Examity understands the need for security of personal data and has taken adequate measures to protect it from loss, misuse, and unauthorized access, disclosure, alteration, and destruction. Additional information on Examity’s security handling is available in Examity’s security policy which can be availed by contacting Examity.
- Data Integrity
Examity ensures that individuals have access to the personal data they have provided to Examity. Individuals will be able to correct, amend, or delete that information where it is inaccurate, except where the burden or expense of providing access would be disproportionate to the risks to the individual’s privacy in the case in question, or where the rights of persons other than the individual would be violated. Examity employs role based permissions to ensure adequate access and security is provided to the stored personal information.

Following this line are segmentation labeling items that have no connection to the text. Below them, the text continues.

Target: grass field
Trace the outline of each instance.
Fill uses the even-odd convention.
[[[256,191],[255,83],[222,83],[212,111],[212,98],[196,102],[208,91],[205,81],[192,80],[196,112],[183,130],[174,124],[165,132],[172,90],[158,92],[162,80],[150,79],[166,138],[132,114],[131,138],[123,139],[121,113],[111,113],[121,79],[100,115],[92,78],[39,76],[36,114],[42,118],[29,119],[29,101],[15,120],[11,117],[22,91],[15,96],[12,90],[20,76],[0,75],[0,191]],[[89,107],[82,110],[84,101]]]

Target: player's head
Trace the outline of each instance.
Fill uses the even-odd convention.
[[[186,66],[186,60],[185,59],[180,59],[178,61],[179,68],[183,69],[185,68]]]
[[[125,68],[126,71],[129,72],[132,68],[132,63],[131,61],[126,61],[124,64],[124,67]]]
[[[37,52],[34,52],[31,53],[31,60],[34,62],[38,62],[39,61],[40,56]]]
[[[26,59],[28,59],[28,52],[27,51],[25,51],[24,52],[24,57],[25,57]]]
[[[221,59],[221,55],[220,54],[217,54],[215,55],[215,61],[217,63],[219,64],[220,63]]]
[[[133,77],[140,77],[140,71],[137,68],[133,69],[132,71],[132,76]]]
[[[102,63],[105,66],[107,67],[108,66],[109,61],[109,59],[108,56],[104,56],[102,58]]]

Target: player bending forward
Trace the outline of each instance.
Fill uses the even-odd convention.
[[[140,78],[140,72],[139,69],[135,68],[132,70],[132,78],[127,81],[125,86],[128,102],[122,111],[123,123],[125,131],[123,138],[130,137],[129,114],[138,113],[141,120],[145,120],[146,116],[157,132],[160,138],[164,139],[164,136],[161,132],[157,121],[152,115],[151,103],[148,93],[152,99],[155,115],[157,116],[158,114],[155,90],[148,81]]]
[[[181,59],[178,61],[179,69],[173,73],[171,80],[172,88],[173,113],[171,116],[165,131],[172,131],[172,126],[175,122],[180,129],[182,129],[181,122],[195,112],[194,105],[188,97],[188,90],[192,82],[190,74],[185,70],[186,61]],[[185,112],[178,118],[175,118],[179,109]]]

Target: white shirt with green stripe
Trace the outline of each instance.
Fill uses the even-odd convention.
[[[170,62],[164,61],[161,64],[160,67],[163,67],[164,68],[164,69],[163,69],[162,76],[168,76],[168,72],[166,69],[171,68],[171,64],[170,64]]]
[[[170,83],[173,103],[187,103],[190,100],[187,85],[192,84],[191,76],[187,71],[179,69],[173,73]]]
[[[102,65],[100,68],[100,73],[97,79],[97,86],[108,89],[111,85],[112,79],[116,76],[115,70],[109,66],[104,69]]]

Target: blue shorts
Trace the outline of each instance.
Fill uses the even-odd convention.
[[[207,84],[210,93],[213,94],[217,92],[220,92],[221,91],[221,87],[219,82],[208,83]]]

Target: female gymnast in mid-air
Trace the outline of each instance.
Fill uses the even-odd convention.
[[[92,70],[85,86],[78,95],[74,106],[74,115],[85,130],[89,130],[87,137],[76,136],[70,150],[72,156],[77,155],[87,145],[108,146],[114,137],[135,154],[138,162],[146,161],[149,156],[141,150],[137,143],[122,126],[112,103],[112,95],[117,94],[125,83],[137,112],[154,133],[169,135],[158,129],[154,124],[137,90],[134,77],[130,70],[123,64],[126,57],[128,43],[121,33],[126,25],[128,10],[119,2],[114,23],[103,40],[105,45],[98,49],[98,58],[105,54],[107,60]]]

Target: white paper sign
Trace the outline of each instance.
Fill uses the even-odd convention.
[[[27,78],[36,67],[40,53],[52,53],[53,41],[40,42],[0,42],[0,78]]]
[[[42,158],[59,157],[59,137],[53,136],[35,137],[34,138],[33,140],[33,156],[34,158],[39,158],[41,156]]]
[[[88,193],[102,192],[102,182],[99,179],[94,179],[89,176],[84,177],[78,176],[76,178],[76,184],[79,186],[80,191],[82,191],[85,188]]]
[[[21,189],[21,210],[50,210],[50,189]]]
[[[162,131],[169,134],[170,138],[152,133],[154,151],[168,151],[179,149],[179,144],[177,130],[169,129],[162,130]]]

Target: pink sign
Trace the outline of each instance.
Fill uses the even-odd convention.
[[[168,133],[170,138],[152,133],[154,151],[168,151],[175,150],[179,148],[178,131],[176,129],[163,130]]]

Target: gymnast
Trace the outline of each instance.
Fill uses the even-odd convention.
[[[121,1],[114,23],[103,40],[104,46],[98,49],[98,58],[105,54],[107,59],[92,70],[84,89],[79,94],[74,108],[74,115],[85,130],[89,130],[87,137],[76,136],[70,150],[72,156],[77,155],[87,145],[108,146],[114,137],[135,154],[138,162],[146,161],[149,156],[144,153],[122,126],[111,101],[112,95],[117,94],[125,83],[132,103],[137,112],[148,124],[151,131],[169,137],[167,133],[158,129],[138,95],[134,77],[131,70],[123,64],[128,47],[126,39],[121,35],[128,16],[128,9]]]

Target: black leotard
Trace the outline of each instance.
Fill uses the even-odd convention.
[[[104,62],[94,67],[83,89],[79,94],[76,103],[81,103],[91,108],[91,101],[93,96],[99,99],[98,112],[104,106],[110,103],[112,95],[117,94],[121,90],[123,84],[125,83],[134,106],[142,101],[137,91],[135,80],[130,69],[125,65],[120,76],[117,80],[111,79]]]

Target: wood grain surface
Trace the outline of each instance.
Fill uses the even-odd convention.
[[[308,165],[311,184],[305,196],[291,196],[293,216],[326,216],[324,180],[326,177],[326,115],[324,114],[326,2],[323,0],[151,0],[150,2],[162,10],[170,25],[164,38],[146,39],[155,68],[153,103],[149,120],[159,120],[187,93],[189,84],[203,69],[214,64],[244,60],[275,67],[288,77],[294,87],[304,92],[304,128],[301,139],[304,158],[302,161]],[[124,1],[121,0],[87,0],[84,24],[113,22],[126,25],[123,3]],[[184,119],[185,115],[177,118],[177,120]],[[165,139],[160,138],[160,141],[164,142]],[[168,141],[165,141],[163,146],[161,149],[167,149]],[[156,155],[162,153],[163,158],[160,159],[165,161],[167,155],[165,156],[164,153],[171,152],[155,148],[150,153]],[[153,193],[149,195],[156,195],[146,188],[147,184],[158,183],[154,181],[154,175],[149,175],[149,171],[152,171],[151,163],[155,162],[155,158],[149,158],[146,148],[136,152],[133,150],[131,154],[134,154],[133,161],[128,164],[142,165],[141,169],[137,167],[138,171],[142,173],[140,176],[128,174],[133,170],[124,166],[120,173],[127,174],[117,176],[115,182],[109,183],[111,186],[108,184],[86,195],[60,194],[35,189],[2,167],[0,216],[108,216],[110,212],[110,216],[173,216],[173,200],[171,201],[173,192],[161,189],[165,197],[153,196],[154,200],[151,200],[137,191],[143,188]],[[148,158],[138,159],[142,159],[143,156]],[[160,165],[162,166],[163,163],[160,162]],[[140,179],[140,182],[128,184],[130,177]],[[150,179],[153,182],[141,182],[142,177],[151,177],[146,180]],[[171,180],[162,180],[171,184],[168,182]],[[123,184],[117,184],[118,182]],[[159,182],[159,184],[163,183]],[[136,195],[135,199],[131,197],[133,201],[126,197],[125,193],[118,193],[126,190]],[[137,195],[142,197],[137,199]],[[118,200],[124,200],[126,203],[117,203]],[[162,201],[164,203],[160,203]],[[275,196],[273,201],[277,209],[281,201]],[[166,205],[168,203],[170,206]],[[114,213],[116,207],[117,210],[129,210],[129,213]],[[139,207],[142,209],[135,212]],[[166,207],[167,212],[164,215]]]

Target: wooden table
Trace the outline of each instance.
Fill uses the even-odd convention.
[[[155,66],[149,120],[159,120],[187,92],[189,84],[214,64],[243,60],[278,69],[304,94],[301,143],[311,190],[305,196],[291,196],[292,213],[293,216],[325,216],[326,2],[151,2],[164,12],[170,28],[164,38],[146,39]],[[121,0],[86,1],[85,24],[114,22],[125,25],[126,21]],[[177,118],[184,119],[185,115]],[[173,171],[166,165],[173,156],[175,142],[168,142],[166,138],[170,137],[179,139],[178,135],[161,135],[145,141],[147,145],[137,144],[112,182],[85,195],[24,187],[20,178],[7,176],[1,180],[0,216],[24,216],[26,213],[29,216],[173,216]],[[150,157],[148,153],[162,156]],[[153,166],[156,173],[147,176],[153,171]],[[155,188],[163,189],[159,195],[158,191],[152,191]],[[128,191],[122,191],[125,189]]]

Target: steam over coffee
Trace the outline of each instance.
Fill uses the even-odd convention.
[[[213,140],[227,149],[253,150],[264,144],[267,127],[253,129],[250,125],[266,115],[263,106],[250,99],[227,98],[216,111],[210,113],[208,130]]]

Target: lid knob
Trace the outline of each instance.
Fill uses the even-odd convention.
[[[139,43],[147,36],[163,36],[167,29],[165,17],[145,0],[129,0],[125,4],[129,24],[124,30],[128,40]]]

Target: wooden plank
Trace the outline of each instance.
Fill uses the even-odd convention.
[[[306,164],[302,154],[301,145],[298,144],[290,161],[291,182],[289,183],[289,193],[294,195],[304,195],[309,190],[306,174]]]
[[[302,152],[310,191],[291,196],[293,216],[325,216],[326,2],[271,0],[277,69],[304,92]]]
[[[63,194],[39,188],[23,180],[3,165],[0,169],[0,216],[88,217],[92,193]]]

Examity provides recourse mechanisms to individuals to assure compliance with the EU-U.S. and Swiss-U.S. Privacy Shield Frameworks. Examity’s internal recourse and dispute resolution mechanism is comprehensive and provides a readily available, affordable and transparent way to address privacy concerns of individuals. Individuals with concerns or complaints regarding their privacy can reach out to our support team via phone, email and chat.
VIII. Dispute Resolution Mechanism
Examity will cooperate and comply with the European Data Protection Authorities and the Swiss Federal Data Protection & Information Commissioner (FDPIC) to avail dispute resolution mechanisms for individuals to whom the data relate. Examity shall cooperate with the DPAs in the investigation and resolution of complaints brought under the EU-U.S. and Swiss-U.S. Privacy Shield Frameworks and will comply with any advice given by the DPAs where the DPAs take the view that Examity needs to take specific action to comply with the Privacy Shield Principles, including remedial or compensatory measures for the benefit of individuals affected by any non-compliance with the Principles.
- Yearly Assessment
Examity’s privacy policies and procedures shall be documented, reviewed yearly, and updated as necessary in response to environmental or operational changes affecting privacy of Examity’s PI. The yearly review of documentation will be handled by the CTO’s office and duly signed off by senior management. In addition to the internal review, Examity shall establish its yearly assessment to comply with the EU-U.S. and Swiss-U.S. Privacy Shield Frameworks. All employees of Examity are expected to go through the data security training during on boarding process, and require an annual retraining and confirmation of successful completion to continue their job duties.
- Privacy Shield Contact Point
The executive management of Examity shall serve as the contact point for Privacy Shield related information requests, assessment and discussions.
 A “biometric record” is a record of one or more measurable biological or behavioral characteristics that can be used for automated recognition of an individual, such as fingerprints, retina and iris patterns, voiceprints, DNA sequence, facial characteristics, and handwriting.